Grading, finishing today after having eaten up most of Memorial Day. Just as well, I wasn’t about to try serious gardening in the heat.
I’ve been slowly shifting over to paperless grading. I have enough of an attachment to marking a printed paper that I still sometimes mark the paper once, loosely, by hand and then copy over comments to a digital copy. The digital copy has some advantages beyond allowing potentially for paperless exchanges. Most usefully, it means I retain a copy of the paper with my comments, which comes in very handy when I have to write recommendations, do advising for the student or otherwise have a track record of their past work for me.
Grading is as much of a chore for me as it is for most academics. It is interesting to think about why it’s easily the most hated part of the job.
For one, at least in the humanities and soft social sciences, it’s all too easy to be aware of how arbitrary and fine-shaded the distinction between grades can be. I tend to agonize a lot over the difference between A- and B+, since I regard both of those as strong grades designating good work. A clear A is usually easier to recognize, and grades below a B- tend to involve either serious problems with the quality of the work or other considerations such as seriously late or missing work, which is also a lot easier to discern.
Another issue is that when you have a larger group of assignments to grade, the common or repeated patterns and issues tend to get mind-numbing after a while. I have to keep reminding myself not to punish whomever I’m grading near the end simply for the bad luck of doing something I’ve seen before. (One reason that I don’t put a final grade on a paper until I’ve seen at least half the total set.) There is an unavoidable tedium involved in any group of papers or tests larger than 15 unless the assignment actively encourages a very wide spread of individual creativity or discretion.
I’m a huge fan of using the Grademark feature of turnitin.com. It speeds my grading, allows me to store comments that I frequently use, and puts the comment on the paper where it belongs. The anti-plagiarism features are nice, but to me the real gift of the software is the Grademark features.
I’ve become a big fan of paperless grading this last year, partly for the “having a copy” aspect, and partly because I find that I grade more efficiently when I’m typing rather than handwriting. Plus, if the student revises, it gives me a basis for comparison, so I can tell whether the revision is a real rethinking of the issue, or just typo-hunting.

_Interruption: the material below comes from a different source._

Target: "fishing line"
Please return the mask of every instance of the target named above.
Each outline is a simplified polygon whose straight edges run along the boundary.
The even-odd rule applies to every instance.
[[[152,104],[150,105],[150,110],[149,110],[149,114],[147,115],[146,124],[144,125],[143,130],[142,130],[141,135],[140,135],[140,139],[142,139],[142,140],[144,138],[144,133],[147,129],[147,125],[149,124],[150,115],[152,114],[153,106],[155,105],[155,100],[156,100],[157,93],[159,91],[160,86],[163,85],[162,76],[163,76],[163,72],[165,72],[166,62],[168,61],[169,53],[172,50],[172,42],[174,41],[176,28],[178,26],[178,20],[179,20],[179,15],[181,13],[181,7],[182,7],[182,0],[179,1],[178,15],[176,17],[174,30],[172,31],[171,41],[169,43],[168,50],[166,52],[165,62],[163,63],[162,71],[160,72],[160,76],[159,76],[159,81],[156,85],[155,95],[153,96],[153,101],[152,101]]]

I’ll also create forms to handle those “typical problems” you mention; that is, in addition to the specific assessment of the individual paper, I’ll also note in a general way how it did with regard to broad technical issues – organization, spelling and typos, effectiveness of thesis, etc. So I can go through the checklist of typical paper problems fairly quickly, and then turn to the specific concerns of a particular student’s argument.
I think part of what makes grading so tedious is that it requires the same level of thought and care as other academic work, but with most of the creativity stripped out. As you note, unless a student does something startling or unexpected, most of one’s responses are going to be fairly predictable, and, as one gets more experienced, one’s ability to state the problem in succinct yet routinized ways improves. This indeed makes for boredom!
Indeed, I have found that, for my survey students, it’s more fruitful to do several small assignments than one large one, because the character of the students’ strengths and weaknesses is usually revealed within a paragraph or two – so unless part of the lesson is to write at length, it’s not worth having them write more than a page or so at a time. (And if the assignments can build on each other, so much the better. With the level I’ve been teaching, having them put all their eggs in one basket is a recipe for disaster for them.) So they get more feedback over the course of the semester, and because the assignments are short, they are less painful to grade.